Of course, we do keep a sizeable sum in cash to pay for emergencies, unexpected expenses and so on. But the bulk of our family fortune is invested in shares for long-term growth. Plus, while we own these stocks, we can look forward to collecting juicy dividends.
One of my Footsie favourites
One FTSE 100 firm whose shares are right near the top of my buy list is asset manager M&G (LSE: MNG). The group’s shares took a beating in 2022, due to hefty falls in both stock and bond prices. But I suspect that this share could be one of the Footsie’s biggest giveaways today.
As I write (on Wednesday afternoon), the M&G share price stands at 193.15p, which values this investment manager at £4.6bn. This makes it a FTSE 100 minnow — and small enough to be gobbled up with ease by much larger UK or US rivals.
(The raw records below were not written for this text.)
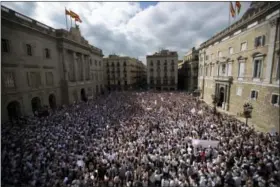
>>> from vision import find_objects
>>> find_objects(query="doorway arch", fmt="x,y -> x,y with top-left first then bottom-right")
31,97 -> 41,112
7,101 -> 21,119
217,87 -> 225,107
81,88 -> 87,102
49,94 -> 56,109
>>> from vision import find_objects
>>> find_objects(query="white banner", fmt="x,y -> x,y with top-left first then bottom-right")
192,139 -> 219,148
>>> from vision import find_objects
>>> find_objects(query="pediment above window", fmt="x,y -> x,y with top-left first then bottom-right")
252,52 -> 266,58
237,56 -> 247,60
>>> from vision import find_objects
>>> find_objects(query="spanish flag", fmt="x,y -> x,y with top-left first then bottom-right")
230,2 -> 235,18
235,1 -> 241,14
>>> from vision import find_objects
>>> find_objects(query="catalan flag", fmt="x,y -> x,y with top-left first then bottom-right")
65,8 -> 70,16
235,1 -> 241,14
230,2 -> 235,18
75,17 -> 82,23
70,10 -> 80,19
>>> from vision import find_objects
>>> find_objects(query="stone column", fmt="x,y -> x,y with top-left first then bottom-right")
73,51 -> 78,81
225,85 -> 229,111
81,54 -> 87,81
215,83 -> 219,97
264,17 -> 277,83
62,48 -> 69,81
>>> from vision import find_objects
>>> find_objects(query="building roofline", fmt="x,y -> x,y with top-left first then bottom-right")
198,1 -> 280,50
1,5 -> 103,56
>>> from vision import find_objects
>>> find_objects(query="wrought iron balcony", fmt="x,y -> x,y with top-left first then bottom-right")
214,76 -> 233,82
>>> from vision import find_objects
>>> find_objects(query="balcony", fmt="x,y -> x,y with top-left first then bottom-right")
214,76 -> 233,82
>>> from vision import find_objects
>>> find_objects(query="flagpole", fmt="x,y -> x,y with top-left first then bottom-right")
228,2 -> 230,26
65,7 -> 68,31
234,3 -> 237,21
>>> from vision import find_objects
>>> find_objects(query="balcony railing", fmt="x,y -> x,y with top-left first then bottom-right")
214,76 -> 233,82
Here’s how the M&G share price has performed over seven different periods:
One day | +1.2% |
Five days | +0.7% |
One month | -2.6% |
Year to date | +2.8% |
Six months | +2.7% |
One year | -2.6% |
Five years | -14.2% |
My table shows that this FTSE 100 stock has pretty much gone nowhere in 2023 and over the past year. It’s bobbled along up and down, without making much headway in either direction. However, the shares are down a seventh in the past five years.
A bumper Footsie cash yield
What draws me to this cheap stock is its mouth-watering dividend yield. Analysts expect a cash payout of 20p a share for 2023, rising to 20.5p for 2024. These equate to cash yields of 10.4% and 10.6% respectively.
However, history (and bitter experience) has taught me that double-digit dividend yields rarely last. Sometimes, payouts get cut or cancelled, causing share prices to plunge. But at other times, share prices climb, pushing dividend yields down.
With M&G, I hope the latter happens. But to meet this year’s dividend payout would require all of 2023’s earnings. Hence, perhaps the board might decide to trim the dividend, but not slash it?
Also, I could imagine any suitor looking to buy this business paying a substantial bid premium to the current share price, so as to win over current shareholders. But this is only (hopeful) part of my investment case for buying this FTSE 100 share.
In summary, I can’t wait to buy this Footsie stock as soon as possible. However, if financial markets do go into meltdown again, then owning M&G shares could become a rocky ride in 2023/24!